Delivery of Ices to Titan’s Surface within Methane Raindrops

Photochemical processes in Titan’s upper atmosphere produce a number of hydrocarbon and nitrile gases which reach their condensation temperatures in Titan’s stratosphere. These ices form around the organic haze particles which give Titan its characteristic orange color. The microphysics of these ice particles was modeled using the Titan mode of PlanetCARMA (based on the Community Aerosol & Radiation Model for Atmospheres). CARMA models the vertical transport, coagulation, nucleation, condensation, and evaporation of particles in a column of atmosphere. Ice composition includes hydrogen cyanide (HCN), benzene (C₆H₆), diacetylene (C₄H₂), propane (C₃H₈), acetylene (C₂H₂), and ethane (C₂H₆). CARMA tracks the mass of each ice on the atmospheric particles and calculates a flux of material across the tropopause.
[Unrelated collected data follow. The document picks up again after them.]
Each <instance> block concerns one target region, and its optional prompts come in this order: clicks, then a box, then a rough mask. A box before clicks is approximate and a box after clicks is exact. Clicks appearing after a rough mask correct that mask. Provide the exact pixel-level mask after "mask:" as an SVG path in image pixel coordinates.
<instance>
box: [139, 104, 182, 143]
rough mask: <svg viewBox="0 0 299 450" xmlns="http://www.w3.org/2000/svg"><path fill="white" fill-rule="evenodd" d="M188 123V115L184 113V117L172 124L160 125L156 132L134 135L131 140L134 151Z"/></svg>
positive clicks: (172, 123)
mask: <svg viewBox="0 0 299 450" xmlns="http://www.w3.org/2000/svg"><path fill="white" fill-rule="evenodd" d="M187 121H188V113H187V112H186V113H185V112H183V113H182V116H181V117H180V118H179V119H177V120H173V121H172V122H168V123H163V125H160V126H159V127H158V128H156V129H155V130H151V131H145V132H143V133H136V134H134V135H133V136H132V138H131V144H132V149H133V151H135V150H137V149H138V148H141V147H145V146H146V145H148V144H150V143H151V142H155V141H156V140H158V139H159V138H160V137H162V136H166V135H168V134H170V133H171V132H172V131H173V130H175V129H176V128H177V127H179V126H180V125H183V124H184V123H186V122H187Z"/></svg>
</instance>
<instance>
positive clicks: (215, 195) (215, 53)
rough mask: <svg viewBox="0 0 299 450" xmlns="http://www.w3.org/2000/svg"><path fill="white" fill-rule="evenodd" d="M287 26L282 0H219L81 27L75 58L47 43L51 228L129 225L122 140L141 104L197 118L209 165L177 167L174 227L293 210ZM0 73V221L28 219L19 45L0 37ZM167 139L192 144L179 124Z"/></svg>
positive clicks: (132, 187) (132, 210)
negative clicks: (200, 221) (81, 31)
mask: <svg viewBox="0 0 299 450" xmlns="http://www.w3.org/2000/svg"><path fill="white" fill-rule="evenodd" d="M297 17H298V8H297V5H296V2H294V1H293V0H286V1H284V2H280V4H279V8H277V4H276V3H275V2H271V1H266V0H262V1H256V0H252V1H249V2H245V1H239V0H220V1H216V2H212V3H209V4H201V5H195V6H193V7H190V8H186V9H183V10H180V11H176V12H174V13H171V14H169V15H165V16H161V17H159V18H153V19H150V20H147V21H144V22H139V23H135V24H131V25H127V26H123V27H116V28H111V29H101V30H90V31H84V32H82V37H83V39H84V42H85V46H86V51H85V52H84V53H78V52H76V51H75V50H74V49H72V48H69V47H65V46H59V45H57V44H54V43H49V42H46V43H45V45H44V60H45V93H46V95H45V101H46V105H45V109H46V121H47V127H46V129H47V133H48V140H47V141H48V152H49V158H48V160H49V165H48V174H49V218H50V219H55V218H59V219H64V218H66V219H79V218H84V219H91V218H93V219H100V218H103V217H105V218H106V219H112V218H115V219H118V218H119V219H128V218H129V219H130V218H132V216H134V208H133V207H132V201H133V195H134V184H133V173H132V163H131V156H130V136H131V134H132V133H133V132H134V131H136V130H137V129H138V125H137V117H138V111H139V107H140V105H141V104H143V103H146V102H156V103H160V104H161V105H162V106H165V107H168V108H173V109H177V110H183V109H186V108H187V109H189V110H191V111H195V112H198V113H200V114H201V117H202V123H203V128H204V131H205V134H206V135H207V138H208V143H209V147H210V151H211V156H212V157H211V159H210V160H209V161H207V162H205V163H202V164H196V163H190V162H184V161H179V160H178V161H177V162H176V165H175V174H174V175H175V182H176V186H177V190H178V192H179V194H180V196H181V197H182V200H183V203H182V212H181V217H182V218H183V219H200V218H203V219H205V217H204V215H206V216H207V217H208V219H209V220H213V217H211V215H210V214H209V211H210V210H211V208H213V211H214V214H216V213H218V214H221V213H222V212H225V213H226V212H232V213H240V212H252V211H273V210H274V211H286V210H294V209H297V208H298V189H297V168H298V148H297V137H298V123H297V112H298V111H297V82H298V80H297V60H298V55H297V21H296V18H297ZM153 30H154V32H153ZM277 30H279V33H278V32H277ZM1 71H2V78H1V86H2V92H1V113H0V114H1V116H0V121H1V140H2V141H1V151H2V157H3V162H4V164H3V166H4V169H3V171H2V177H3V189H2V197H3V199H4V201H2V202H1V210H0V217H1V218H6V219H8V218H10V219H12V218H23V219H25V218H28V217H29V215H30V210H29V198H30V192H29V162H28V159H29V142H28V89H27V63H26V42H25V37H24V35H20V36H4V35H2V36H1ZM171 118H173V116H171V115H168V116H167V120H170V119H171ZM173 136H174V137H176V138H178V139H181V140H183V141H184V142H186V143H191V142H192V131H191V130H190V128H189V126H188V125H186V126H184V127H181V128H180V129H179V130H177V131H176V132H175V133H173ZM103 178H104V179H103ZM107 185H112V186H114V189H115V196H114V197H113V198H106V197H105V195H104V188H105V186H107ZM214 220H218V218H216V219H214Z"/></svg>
Once in the troposphere, these particles can become seed nuclei for the methane clouds seen from groundbased and Cassini observations. Methane is the only condensable gas abundant enough in Titan’s atmosphere to grow cloud particles to raindrop sizes, which then fall to the surface transporting any haze and ice mass within. The Titan Regional Atmospheric Modeling System (TRAMS) is a fully dynamic, compressible, regional-scale numerical model of Titan’s atmosphere. Coupled to CARMA, TRAMS is used to explore the microphysics and dynamics of Titan’s methane storms. We will report on results from TRAMS simulations of methane clouds and storms to quantify the mass and composition of ices deposited at Titan’s surface and implications for local changes in Titan’s surface albedo.